All’incontro a “Ca’ de Bezzi” ieri hanno partecipato anche due dei quattro ragazzi che attualmente sono in Alto Adige: Jack Kane, originario dell’Ohio, rimarrà a Bolzano un anno; Chawakon Thongtan (per gli amici Pim) thailandese, è ospite a Merano. È stata accolta da una famiglia di Salorno Helena Aradottir che arriva dall’Islanda; mentre Chelsea Williamson è australiana e resterà a Bolzano un paio di mesi. Nei prossimi giorni arriverà Juan Cruz Giacosa, argentino, che da gennaio a luglio, sarà in una famiglia meranese; Rafael Vaccaro, brasiliano, resterà a Bolzano fino a novembre: è un programma annuale che però funziona secondo i ritmi scolastici brasiliani, dove al momento è estate e la scuola inizia appunto a gennaio.

Il Centro bolzanino di Intercultura ogni anno raccoglie le domande e poi seleziona i ragazzi da mandare all’estero. Attualmente sono 16 distribuiti tra Norvegia, Thailandia, Danimarca, Egitto, due in Cina, 7 negli Stati Uniti, Uruguay, Argentina e Messico.

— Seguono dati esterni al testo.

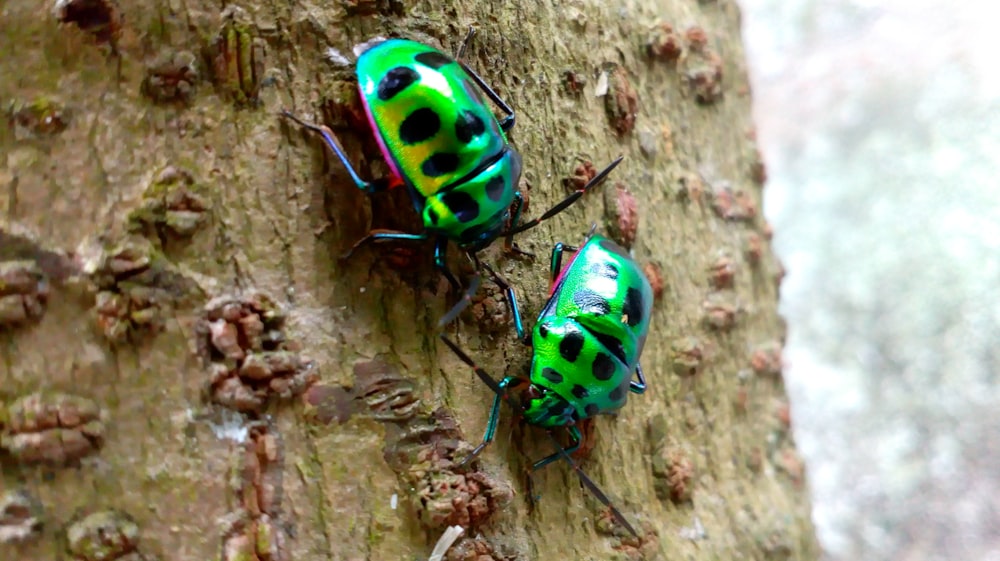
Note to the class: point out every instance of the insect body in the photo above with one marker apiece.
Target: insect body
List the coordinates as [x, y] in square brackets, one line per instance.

Rispetto agli inizi, quando l’unica meta prevista dagli scambi di Intercultura era gli Stati Uniti, oggi i ragazzi possono fare il quarto anno di studio in ogni parte del mondo. Per qualcuno l’inserimento è più facile; per altri richiede più tempo, perché bisogna imparare la lingua, abituarsi a nuovi usi e costumi, inserirsi a scuola.

Tutti però, una volta superate le difficoltà iniziali, sono entusiasti. Il problema, semmai per molti di loro, è tornare. Perché, nel frattempo, nel nuovo Paese hanno trovato una nuova famiglia. Il bello del progetto di Intercultura è che l’ospitalità è gratuita: per le famiglie che aderiscono al progetto, il ragazzo o la ragazza che arrivano, sono come dei figli.

E il legame - la storia di Jeremy e Kevin lo conferma - non dura un anno. Ma per il resto della vita.